DWI checkpoints are established for a safe prom and graduation season
Middlesex County Prosecutor Bruce J. Kaplan today announced plans to set up Driving While Intoxicated (DWI) checkpoints, beginning this weekend, to ensure the safety of high school students during their prom and graduation celebrations.
Members of various municipal police departments in the county, and investigators from the Middlesex County Prosecutor’s Fatal Crash Investigations Unit, will be randomly stationed at locations throughout the county to check for impaired drivers.
The program, now in its 24th year, seeks to educate teenagers about the dangers of impaired driving and encourages them to drive soberly.
‘’The purpose of the checkpoints is to remove intoxicated drivers from the road; educate people to the dangers of drinking and driving; deter drivers from getting behind the wheel of their vehicles after having consumed alcohol or drugs, and the overall goal is to ensure that proms and graduation celebrants arrive safely,’’ said Middlesex County Assistant Prosecutor Nicholas Sewitch, who supervises the checkpoints.
He called the program a success, noting that since its inception, police have never found an impaired teenage driver at any of the prom and graduation checkpoints.
Additionally, Sewitch said, there have been no motor vehicle fatalities or injuries among teens in Middlesex County during the prom and graduation season.
Sewitch said education has been the key to deterring students from driving impaired.
When motorists are stopped at the checkpoints, they are handed pamphlets outlining the consequences of impaired driving and are told that first-time offenders could lose their driving privileges for at least seven months and face a variety of fines, insurance surcharges and legal fees that could total as much as $15,000.
In addition, the Middlesex Out-Reach and Education (MORE) program, established by Prosecutor Kaplan, sends trained investigators to the schools to talk to students about the hazards of impaired driving.
Prosecutor Kaplan also sends letters to students and their parents encouraging them to drive soberly and safely.
While there have been no fatal crashes involving teenagers during the prom and graduation season, there were 42 fatal crashes in the county last year. Thirteen of those crashes involved alcohol or drugs and eight of the crashes involved drivers between the ages of 17 and 21.
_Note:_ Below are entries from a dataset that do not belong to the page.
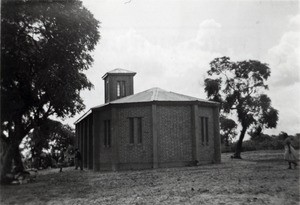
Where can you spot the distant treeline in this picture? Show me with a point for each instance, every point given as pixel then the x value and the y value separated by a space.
pixel 264 142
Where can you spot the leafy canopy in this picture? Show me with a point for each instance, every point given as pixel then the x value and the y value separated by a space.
pixel 239 87
pixel 45 47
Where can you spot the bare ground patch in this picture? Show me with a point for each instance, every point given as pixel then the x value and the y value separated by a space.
pixel 261 177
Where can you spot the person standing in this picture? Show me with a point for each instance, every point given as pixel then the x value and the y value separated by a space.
pixel 290 155
pixel 61 160
pixel 78 159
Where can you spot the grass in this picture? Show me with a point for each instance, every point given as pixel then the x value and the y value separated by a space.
pixel 261 177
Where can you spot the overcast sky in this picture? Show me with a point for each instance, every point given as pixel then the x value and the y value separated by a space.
pixel 169 43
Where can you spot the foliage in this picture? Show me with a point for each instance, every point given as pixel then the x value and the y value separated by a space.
pixel 52 135
pixel 239 87
pixel 45 47
pixel 265 142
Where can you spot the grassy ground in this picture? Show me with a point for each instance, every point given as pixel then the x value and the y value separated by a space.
pixel 261 177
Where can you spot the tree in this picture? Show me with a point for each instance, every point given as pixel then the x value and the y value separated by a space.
pixel 239 87
pixel 51 135
pixel 227 129
pixel 45 47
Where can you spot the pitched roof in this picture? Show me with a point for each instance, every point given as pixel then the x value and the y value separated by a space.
pixel 153 94
pixel 119 71
pixel 156 94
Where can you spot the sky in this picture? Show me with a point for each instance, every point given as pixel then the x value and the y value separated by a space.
pixel 169 43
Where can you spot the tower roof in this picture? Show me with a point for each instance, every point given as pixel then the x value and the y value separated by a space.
pixel 119 71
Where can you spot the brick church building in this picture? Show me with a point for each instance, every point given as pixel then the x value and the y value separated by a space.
pixel 151 129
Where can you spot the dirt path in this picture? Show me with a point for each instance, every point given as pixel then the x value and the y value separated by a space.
pixel 260 178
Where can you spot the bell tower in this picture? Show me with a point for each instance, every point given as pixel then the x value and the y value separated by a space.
pixel 118 83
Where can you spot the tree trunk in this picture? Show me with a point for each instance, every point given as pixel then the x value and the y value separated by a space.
pixel 5 160
pixel 238 148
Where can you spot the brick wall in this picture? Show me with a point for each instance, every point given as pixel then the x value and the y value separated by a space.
pixel 134 153
pixel 206 151
pixel 102 154
pixel 174 134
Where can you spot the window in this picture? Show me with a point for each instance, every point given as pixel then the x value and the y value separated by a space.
pixel 135 130
pixel 107 134
pixel 121 89
pixel 131 130
pixel 118 89
pixel 204 130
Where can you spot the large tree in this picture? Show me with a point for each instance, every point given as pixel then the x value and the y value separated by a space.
pixel 239 87
pixel 227 129
pixel 45 47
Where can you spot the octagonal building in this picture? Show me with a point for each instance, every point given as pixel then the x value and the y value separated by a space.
pixel 151 129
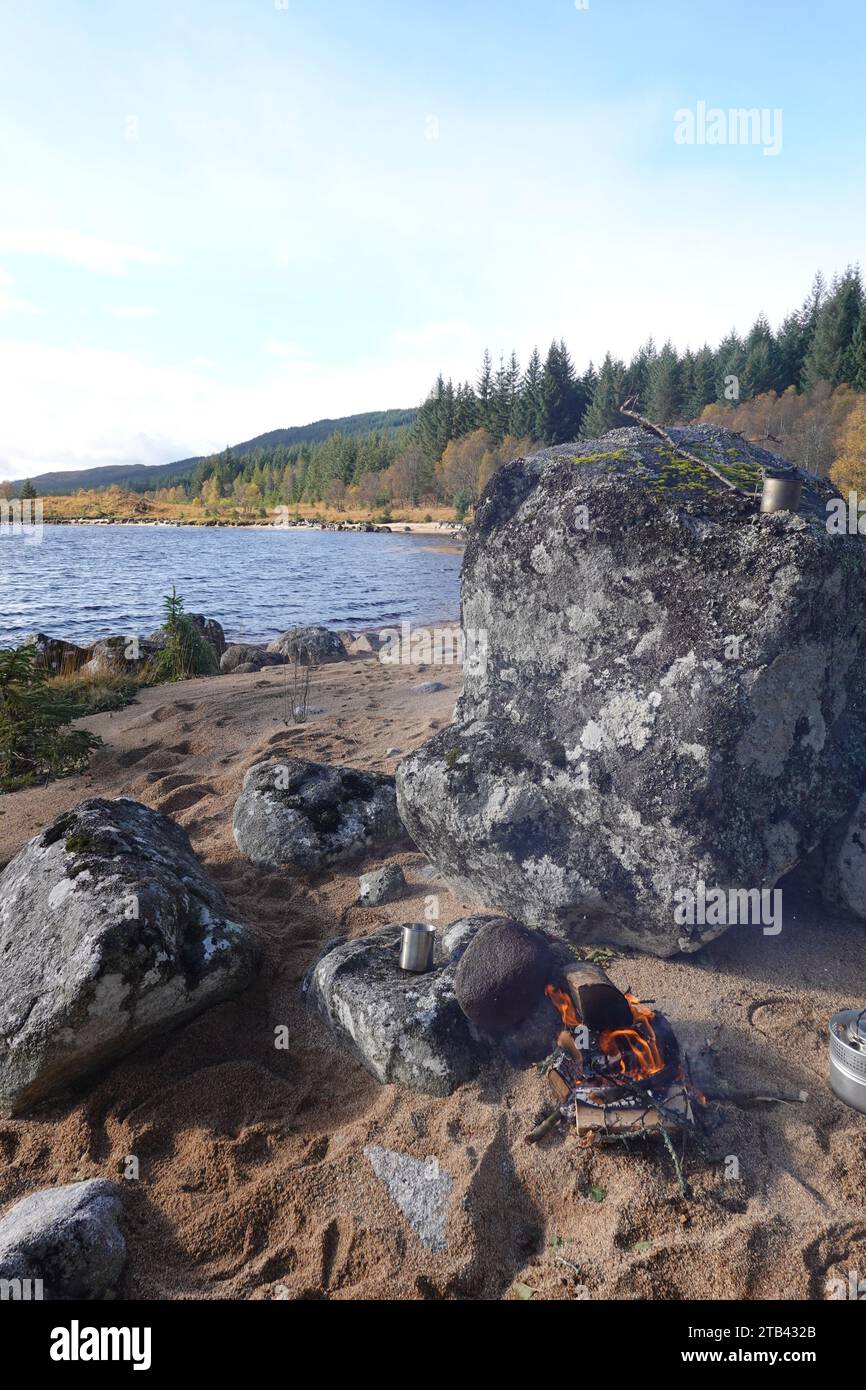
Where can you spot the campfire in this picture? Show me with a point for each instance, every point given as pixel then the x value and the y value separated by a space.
pixel 617 1070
Nationwide, 28 percent of people between the ages of 15 and 20 who were killed in motor vehicle crashes had been drinking.
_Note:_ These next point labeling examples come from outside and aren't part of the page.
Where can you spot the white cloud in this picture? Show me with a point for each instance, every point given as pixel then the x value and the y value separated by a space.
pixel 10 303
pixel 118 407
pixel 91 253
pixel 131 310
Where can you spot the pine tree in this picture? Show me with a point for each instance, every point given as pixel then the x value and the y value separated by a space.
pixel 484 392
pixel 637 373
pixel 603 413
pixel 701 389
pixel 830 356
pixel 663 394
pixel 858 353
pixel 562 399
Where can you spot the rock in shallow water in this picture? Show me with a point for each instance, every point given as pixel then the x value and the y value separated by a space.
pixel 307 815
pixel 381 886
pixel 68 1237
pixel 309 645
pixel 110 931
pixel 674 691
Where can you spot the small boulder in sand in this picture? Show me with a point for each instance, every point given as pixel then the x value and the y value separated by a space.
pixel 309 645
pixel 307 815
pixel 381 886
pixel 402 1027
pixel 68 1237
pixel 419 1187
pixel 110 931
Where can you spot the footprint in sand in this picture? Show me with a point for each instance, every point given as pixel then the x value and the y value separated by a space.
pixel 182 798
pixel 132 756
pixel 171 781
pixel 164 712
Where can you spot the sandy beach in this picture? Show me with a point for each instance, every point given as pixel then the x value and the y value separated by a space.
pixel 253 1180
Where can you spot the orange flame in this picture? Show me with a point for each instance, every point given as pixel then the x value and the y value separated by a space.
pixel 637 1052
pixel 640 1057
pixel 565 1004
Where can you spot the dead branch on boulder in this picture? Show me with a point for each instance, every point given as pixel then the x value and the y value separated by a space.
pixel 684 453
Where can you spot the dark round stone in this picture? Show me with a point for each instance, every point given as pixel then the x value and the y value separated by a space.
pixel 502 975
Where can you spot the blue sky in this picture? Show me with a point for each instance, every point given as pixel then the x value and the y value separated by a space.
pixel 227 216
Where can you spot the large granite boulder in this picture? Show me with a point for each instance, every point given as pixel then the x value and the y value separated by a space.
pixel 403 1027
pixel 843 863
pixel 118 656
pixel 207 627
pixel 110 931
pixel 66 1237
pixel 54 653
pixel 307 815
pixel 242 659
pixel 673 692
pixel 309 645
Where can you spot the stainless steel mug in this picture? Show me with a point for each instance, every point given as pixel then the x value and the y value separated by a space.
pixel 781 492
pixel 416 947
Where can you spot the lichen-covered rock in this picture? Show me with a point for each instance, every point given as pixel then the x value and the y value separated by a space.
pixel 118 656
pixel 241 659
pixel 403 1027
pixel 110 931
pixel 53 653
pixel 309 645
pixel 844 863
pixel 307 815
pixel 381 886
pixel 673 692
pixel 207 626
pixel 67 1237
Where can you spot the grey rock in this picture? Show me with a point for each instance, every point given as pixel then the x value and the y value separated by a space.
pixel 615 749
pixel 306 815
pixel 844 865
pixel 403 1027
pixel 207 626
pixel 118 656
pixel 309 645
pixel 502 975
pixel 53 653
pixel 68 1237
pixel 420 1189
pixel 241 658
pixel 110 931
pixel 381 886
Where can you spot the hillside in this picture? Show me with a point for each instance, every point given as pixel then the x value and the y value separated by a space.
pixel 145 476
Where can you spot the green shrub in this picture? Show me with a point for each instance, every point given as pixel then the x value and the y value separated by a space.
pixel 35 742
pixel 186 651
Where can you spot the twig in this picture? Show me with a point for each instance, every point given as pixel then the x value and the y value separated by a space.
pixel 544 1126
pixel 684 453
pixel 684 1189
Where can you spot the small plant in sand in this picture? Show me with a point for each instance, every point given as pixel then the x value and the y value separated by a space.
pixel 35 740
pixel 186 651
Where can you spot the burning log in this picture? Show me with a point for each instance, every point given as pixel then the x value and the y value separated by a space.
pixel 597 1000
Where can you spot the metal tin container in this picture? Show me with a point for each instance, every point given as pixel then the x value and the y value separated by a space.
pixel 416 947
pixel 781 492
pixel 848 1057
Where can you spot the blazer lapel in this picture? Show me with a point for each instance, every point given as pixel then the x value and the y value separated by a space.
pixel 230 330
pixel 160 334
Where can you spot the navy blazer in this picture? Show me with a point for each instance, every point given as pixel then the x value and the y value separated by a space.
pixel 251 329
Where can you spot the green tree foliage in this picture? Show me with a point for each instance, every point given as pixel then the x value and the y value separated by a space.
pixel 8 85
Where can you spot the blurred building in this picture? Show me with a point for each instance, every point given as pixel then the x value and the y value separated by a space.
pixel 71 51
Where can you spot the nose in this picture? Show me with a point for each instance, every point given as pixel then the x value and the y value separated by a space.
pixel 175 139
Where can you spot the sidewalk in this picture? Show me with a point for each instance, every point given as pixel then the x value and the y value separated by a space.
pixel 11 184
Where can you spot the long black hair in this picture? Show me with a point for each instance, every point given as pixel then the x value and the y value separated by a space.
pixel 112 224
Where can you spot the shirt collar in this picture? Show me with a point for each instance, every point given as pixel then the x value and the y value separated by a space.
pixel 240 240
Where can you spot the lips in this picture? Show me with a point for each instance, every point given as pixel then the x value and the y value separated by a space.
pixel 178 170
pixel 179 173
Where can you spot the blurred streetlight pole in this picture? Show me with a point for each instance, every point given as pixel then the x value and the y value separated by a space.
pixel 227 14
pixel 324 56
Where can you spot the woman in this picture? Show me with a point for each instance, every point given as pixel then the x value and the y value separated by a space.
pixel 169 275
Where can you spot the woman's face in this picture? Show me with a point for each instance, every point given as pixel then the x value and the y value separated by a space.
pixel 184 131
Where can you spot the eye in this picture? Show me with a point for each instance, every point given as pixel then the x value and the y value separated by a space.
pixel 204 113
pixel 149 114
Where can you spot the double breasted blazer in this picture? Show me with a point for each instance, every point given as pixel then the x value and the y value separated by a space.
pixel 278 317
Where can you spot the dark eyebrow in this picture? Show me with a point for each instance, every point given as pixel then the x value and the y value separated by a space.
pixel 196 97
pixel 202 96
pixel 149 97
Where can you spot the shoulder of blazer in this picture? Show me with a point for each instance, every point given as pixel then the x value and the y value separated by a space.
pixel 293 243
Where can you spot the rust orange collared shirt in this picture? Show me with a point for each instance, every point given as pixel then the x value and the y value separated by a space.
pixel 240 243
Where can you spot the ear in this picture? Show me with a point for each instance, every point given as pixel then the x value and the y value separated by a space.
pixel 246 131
Prosecutor Kaplan said the statistics are reason enough to maintain the sobriety checkpoints during the prom and graduation season.
“When our children drink and drive, they are at risk to kill or seriously injure themselves and others,’’ Prosecutor Kaplan said. ‘’Hopefully, this is all the motivation that we need to ensure that we, as parents, act responsibly when addressing the issue of alcohol use during prom and graduation season,’’ he said.
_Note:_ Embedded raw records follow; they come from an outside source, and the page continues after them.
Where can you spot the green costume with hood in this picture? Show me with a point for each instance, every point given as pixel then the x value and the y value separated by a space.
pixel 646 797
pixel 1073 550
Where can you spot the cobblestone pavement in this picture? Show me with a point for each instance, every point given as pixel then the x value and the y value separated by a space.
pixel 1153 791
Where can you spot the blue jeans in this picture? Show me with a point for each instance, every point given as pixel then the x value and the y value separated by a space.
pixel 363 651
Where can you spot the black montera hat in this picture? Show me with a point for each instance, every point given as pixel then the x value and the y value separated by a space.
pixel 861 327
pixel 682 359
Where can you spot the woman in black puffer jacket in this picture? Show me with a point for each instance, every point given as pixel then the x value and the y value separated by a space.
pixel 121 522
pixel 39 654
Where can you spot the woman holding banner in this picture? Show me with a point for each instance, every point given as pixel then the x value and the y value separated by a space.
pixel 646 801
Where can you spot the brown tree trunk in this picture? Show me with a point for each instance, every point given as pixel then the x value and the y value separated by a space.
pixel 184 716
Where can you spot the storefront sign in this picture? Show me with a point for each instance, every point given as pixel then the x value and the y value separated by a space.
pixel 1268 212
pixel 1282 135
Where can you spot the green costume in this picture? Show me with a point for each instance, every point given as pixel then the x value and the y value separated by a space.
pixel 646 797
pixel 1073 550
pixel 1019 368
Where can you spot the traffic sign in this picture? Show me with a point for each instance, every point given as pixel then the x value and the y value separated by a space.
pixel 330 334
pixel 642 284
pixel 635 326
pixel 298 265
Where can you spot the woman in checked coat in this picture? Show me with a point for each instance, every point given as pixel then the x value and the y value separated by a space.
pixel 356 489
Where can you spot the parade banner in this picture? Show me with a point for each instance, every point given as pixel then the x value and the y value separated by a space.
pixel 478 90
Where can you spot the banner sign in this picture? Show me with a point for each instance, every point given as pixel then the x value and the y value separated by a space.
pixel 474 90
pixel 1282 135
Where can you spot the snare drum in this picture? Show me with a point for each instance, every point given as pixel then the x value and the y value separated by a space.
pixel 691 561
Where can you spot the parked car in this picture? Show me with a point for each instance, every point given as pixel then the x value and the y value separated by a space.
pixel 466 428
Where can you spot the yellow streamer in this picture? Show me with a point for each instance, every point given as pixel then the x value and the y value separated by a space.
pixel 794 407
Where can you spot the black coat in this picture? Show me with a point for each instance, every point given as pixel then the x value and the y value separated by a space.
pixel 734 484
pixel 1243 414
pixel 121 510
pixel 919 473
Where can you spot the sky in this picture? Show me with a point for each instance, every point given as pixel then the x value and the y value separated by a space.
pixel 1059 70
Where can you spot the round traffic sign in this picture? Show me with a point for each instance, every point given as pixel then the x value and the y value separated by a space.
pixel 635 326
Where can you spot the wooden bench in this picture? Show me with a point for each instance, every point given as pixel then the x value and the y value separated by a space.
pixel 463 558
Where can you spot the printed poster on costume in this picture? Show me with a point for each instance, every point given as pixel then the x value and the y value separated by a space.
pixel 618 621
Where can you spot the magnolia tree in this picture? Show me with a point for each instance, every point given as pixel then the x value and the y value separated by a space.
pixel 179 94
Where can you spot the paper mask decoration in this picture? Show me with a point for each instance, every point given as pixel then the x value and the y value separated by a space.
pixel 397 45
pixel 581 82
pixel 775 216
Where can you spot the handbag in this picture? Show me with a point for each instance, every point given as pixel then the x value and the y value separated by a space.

“I applaud the work of the Prosecutor and his staff and the proactive, multi-pronged approach they are taking to preventing impaired driving and the disastrous results that may follow,” said Middlesex County Freeholder Mildred S. Scott, chair of the county’s Law and Public Safety Committee. “The safety of our drivers – the safety of our children – remains paramount and we must take any and all avenues we can to prevent tragedy.”
This year’s program has been financed by a $29,975 grant from the state Office of Highway Traffic Safety.